I wonder if one could put this larger ROM, and the other files into a custom built image so no swaps are required.

phire•8mo ago
Apple actually shipped the Mac Classic with a built-in romdisk, accessed by holding command+option+x+o

They had enough room left in the 512KB ROM to fit a 357KB boot disk a stripped down System 6.0.3 and a few useful tools (MacsBug and AppleShare Prep)

zahlman•8mo ago
IIRC it also included some (low-res, B&W, dithered) photos of the developers.
wolfgang42•8mo ago
> Mini vMac is better suited for this, but it checks the ROM’s checksum, so I couldn’t boot with mine—it’s not in the recognized list.

You can compile Mini vMac without checksum verification (either yourself or with the variations service[1]), which will allow you to use unknown or completely custom ROMs, though you need to be aware that it patches the ROM (it doesn’t emulate the original floppy hardware; instead it pokes a custom driver in where the original one ought to be) so if your ROM doesn’t line up with the original you will have problems with random chunks being overwritten.

I’ve done this so I could use Mini vMac to learn assembly language: the Mac has the convenient property that pixels on the CRT are 1:1 the contents of a chunk of RAM at a fixed offset, so you can get very immediate visual feedback about what your program is doing.

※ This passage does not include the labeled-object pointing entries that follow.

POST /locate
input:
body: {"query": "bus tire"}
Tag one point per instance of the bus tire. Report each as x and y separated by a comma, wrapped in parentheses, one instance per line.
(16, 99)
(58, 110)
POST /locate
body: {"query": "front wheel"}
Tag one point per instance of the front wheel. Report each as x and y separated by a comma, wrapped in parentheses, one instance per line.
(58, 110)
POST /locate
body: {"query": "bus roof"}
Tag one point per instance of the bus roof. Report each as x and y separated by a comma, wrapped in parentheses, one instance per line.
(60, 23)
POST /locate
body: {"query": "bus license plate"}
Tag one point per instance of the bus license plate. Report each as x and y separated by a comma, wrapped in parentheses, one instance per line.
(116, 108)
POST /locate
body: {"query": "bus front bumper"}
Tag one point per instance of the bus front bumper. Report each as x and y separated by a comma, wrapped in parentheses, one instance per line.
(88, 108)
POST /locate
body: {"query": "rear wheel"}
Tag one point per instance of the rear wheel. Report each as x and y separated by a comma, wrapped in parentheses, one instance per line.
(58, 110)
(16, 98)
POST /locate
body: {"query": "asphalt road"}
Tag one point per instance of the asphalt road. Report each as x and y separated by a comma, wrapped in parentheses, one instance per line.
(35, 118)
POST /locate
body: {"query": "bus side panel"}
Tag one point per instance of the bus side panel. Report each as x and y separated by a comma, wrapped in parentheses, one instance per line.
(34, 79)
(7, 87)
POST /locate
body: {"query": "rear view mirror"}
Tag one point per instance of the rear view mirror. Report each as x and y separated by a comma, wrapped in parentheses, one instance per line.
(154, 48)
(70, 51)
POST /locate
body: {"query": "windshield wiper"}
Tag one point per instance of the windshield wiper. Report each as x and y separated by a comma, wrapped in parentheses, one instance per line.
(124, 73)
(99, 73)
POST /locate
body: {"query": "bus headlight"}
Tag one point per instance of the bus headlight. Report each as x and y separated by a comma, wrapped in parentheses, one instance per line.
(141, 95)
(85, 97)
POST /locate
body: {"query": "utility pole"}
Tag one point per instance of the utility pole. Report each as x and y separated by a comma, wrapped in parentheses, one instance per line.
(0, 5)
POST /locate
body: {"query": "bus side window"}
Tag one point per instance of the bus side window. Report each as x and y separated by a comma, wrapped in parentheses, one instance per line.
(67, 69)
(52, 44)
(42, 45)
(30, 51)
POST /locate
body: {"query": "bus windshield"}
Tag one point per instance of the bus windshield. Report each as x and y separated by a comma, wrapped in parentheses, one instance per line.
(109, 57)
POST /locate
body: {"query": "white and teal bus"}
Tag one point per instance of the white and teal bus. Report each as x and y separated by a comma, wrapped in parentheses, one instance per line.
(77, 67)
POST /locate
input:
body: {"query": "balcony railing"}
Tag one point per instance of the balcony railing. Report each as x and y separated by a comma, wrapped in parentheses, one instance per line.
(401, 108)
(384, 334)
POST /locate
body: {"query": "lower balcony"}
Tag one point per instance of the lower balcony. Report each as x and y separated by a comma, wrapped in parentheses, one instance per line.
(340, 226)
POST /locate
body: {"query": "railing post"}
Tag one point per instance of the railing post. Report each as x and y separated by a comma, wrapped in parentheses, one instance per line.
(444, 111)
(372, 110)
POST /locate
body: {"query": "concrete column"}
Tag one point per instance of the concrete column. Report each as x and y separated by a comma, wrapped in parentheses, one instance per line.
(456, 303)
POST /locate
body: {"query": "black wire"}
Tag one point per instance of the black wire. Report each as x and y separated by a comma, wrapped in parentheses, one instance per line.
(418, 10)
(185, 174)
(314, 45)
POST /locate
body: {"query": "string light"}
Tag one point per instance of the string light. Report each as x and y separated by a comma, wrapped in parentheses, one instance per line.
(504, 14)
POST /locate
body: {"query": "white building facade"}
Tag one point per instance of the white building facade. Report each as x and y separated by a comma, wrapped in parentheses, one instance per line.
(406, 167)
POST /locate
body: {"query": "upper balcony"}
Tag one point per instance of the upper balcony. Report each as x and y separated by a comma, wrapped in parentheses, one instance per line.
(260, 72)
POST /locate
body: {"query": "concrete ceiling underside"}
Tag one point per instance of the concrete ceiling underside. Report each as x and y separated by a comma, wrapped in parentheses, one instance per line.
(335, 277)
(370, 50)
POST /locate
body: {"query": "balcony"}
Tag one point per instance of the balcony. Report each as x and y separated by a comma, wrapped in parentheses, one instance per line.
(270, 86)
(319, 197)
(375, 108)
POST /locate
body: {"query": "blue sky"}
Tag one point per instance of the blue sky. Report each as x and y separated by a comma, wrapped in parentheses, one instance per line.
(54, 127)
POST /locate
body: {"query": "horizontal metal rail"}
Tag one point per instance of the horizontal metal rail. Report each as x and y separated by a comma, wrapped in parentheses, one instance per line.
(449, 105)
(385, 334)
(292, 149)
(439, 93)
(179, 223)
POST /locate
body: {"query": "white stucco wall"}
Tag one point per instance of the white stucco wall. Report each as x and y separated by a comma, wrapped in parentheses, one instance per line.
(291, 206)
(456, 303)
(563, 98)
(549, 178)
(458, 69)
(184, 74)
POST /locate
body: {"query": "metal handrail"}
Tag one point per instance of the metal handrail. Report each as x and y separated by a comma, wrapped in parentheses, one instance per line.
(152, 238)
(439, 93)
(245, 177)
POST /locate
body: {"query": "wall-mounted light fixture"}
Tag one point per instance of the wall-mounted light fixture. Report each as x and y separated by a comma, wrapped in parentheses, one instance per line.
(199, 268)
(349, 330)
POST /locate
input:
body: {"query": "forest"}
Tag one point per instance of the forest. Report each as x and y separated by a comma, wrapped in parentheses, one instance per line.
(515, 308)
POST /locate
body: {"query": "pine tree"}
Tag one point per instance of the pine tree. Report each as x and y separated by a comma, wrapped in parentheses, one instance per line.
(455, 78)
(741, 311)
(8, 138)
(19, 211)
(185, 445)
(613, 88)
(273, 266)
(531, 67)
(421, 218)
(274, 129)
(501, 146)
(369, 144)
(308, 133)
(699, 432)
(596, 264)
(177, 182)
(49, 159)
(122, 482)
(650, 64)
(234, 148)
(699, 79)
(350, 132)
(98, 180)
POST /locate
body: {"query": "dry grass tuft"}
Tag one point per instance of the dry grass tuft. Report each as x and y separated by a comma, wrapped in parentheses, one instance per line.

I just set up an assembler to dump raw machine code and named it "Mac128K.ROM" and Mini vMac picked up on it fine.

[1] https://www.gryphel.com/c/minivmac/var_serv.html - though since Paul Pratt disappeared a few years ago nobody is quite sure how the server is staying up

innocentoldguy•8mo ago
I found an old, unopened Apple box containing a Japanese Apple II Plus while cleaning out my in-laws house last month. I also found a fake-leather carrying case for it (also unopened). Both are from 1979.

It was interesting to discover that the Apple II Plus' ROM didn't support Kanji, but there were third-party add-on cards that added Kanji support. The Apple II Plus I found had a Multitech Kanji Card with it. Multitech later became Acer.

JeremyHerrman•8mo ago
wow what a find! Does the carrying case feature the standard apple logo or one with no "bite"?